Abdurrahman berkata: Lalu kami pun keluar dan kembali menemui Marwan bin Hakam. Abdurrahman menyampaikan apa yang dikatakan mereka berdua. Maka Marwan berkata: Aku sumpah kamu hai Abu Muhammad untuk menaiki kendaraanku ini yang sedang berada di depan pintu itu dan temui Abu Hurairah, ia sekarang sedang berada di Irak dan beritahukan kepadanya akan hal ini. Abdurrahman mengendarai kuda Marwan dan aku pun ikut bersamanya. Kami temui Abu Hurairah, Abdurrahman berbincang-bincang dengannya beberapa saat lalu ia menyebut masalah itu.

Abu Hurairah berkata: “Aku tidak memiliki pengetahuan tentang masalah itu. Aku hanya diberitau oleh seseorang.”

Saya minta maaf karena panjangnya teks riwayat kisah ini.

Dan ini menunjukkan bahwa paling tidak Abu Hurairah hanya menukil sabda/praktik Nabi saw. dari seseorang yang tidak tsiqah (tidak dapat dipercaya kejujurannya).
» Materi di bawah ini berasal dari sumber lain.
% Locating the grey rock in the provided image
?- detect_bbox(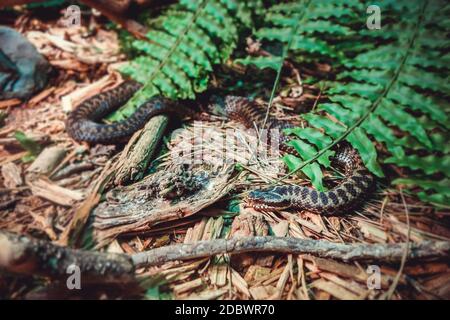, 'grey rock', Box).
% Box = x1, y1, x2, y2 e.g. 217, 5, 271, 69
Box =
0, 26, 51, 100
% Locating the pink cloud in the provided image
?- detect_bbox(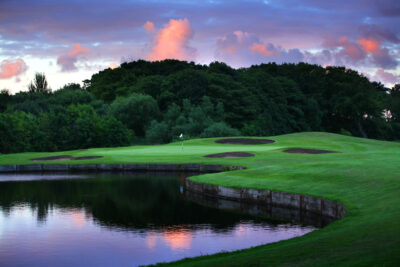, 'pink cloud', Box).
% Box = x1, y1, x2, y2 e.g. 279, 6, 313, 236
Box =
108, 62, 118, 70
147, 19, 196, 61
375, 69, 400, 84
358, 38, 380, 53
143, 21, 156, 33
0, 58, 28, 79
57, 44, 90, 71
250, 43, 274, 57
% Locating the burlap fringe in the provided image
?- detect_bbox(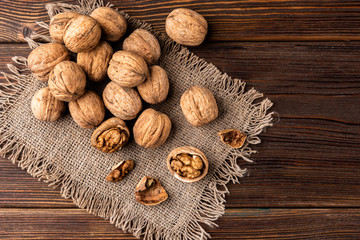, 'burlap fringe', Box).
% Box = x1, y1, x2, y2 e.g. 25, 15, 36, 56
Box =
0, 0, 274, 240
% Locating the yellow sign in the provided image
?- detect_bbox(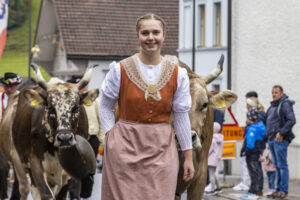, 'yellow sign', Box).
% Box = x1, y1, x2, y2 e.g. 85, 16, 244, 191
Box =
222, 141, 235, 159
222, 126, 244, 140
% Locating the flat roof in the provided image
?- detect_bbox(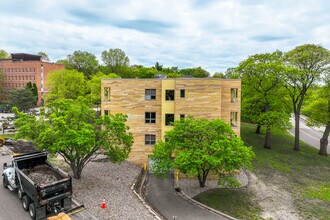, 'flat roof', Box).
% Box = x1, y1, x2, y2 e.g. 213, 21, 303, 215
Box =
11, 53, 41, 61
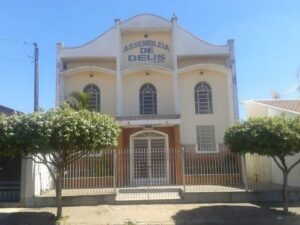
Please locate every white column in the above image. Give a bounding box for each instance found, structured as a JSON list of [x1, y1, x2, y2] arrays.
[[55, 43, 64, 107], [227, 39, 239, 120], [172, 16, 180, 114], [115, 19, 123, 116]]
Dan ini namanya TADLIS. Imam Syu’bah -yang digelari Amirul Mukminin dalam Ilmu Hadis- telah menuduh Abu Hurairah melakukan tindakan Tadlis, -seperti akan disebutkan nanti- ketika kami memaparkan komentar para ulama Ahli Hadis tentang Abu Hurairah.
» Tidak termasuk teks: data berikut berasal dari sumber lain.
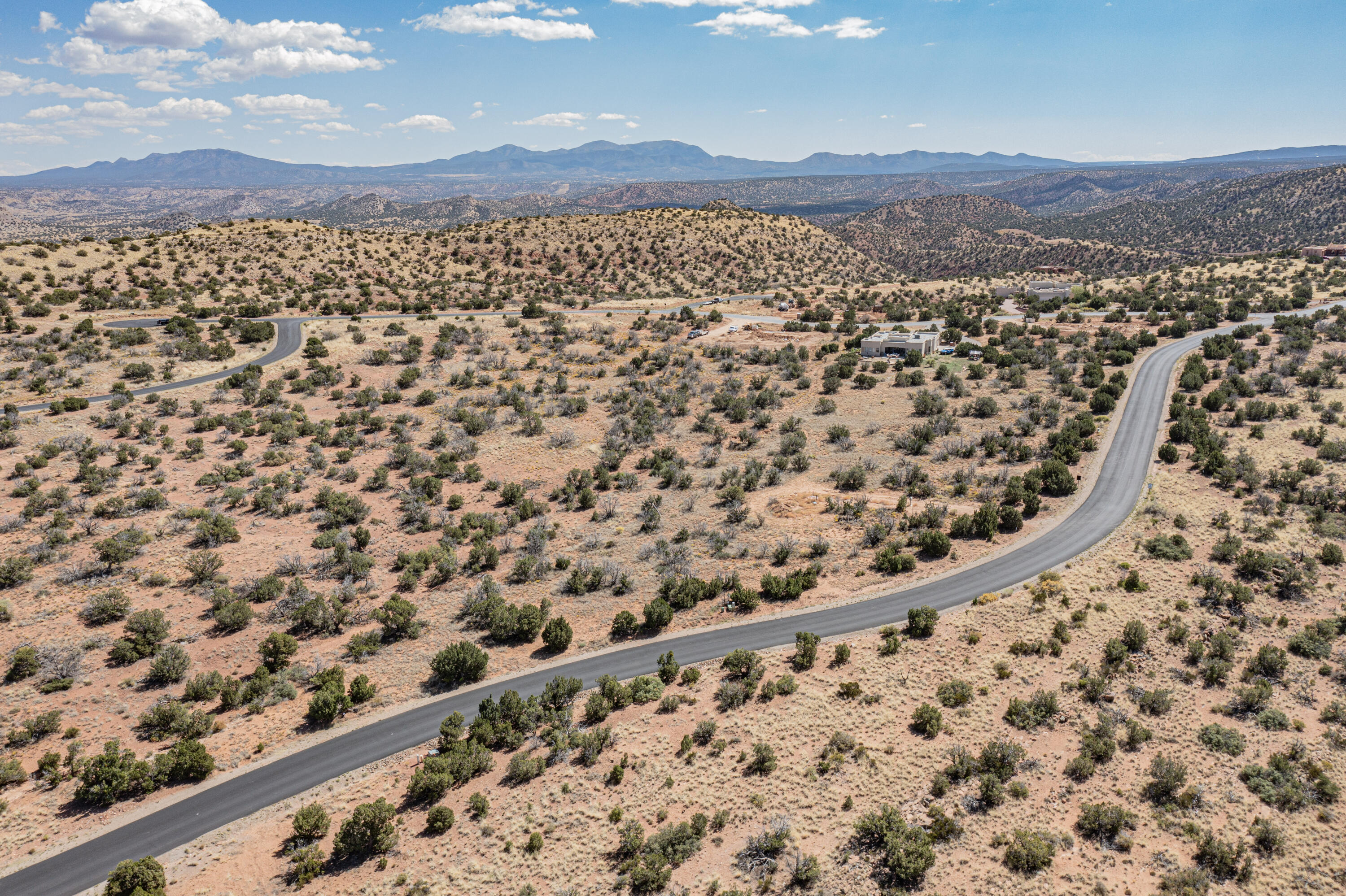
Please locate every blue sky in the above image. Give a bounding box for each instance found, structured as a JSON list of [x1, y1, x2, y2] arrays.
[[0, 0, 1346, 174]]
Tadlis dalam pendefenisian para ulama Ahli Hadis bukan berbohong artinya -seperti dikira sebagian orang sekarang- .. Bukan… Tetapi defenisinya adalah:

Kamu meriwayatkan atas nama seseorang yang engkau pernah jumpai sebuah ucapan/riwayat yang tidak pernah engkau dengar darinya, tetapi sebenarnya engkau mendengarnya dari orang lain.
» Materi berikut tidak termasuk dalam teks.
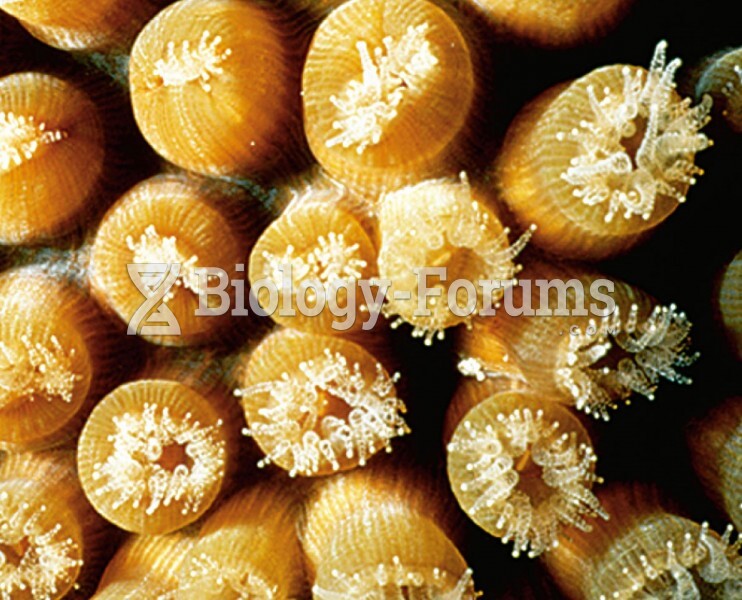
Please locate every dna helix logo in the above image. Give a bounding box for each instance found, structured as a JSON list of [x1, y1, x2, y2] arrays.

Ibnu Abdil Barr meriwayatkan dengan sanadnya yang berakhir kepada Abu Hurairah bahwa ia berkata:

وقد روى ابن عبد البر بسنده عن أبي هريرة أنه قال (كنت حدثتكم من أصبح جنبا فقد أفطر، فإنما ذلك من كيس أبي هريرة، فمن أصبح جنبا فلا يفطر

“Dahulu aku menyampailan bahwa “Barang siapa yang masuk waktu pagi dalam keadaan junub maka ia dihitung tidak puasa.” Ucapan itu dari kantong Abu Hurairah. Yang benar adalah “Barang siapa masuk waktu pagi dalam keadaan junub ia tetap harus melanjutkan puasanya.”! 

Di sini sekali lagi “kantong Abu Hurairah” kembali hadir… Di waktu yang sangat dini sebelum munculnya Ahli Hadis, dan teori pencacatan atau pujian dan penilaian positif atas para perawi. Lalu mengapa mereka tidak berkata: Abu Hurairah meng-irsal dan men-tadlis? Hanya Syi’ah saja yang mengatakannya.

Maksud saya di sini adalah paling tidak kamu letakkan hadis-hadis riwayat Abu Hurairah dalam penerimaan di bawah posisi hadis-hadis riwayat Ibnu Mas’ud dan Jabir bin Abdillah misalnya…

Kamu harus berhati-hati demi keselamatan agamamu. Maksud saya: kamu tidak mesti menyerang Abu Hurairah. Kamu bisa menjauhkan diri – atau paling tidak- mengurangi bergantung kepada hadis riwayatnya kecuali hadis yang didukung keshahihannya oleh Al Qur’an dan dasar-dasar Islam.

Tetapi apa yang sekarang dilakukan?

Sangat disayangkan bahwa yang dilakukan sekarang adalah bahwa hadis-hadis Abu Hurairah lebih berkumandang di atas mimbar-mimbar daripada ayat-ayat suci Al Qur’an al Karim!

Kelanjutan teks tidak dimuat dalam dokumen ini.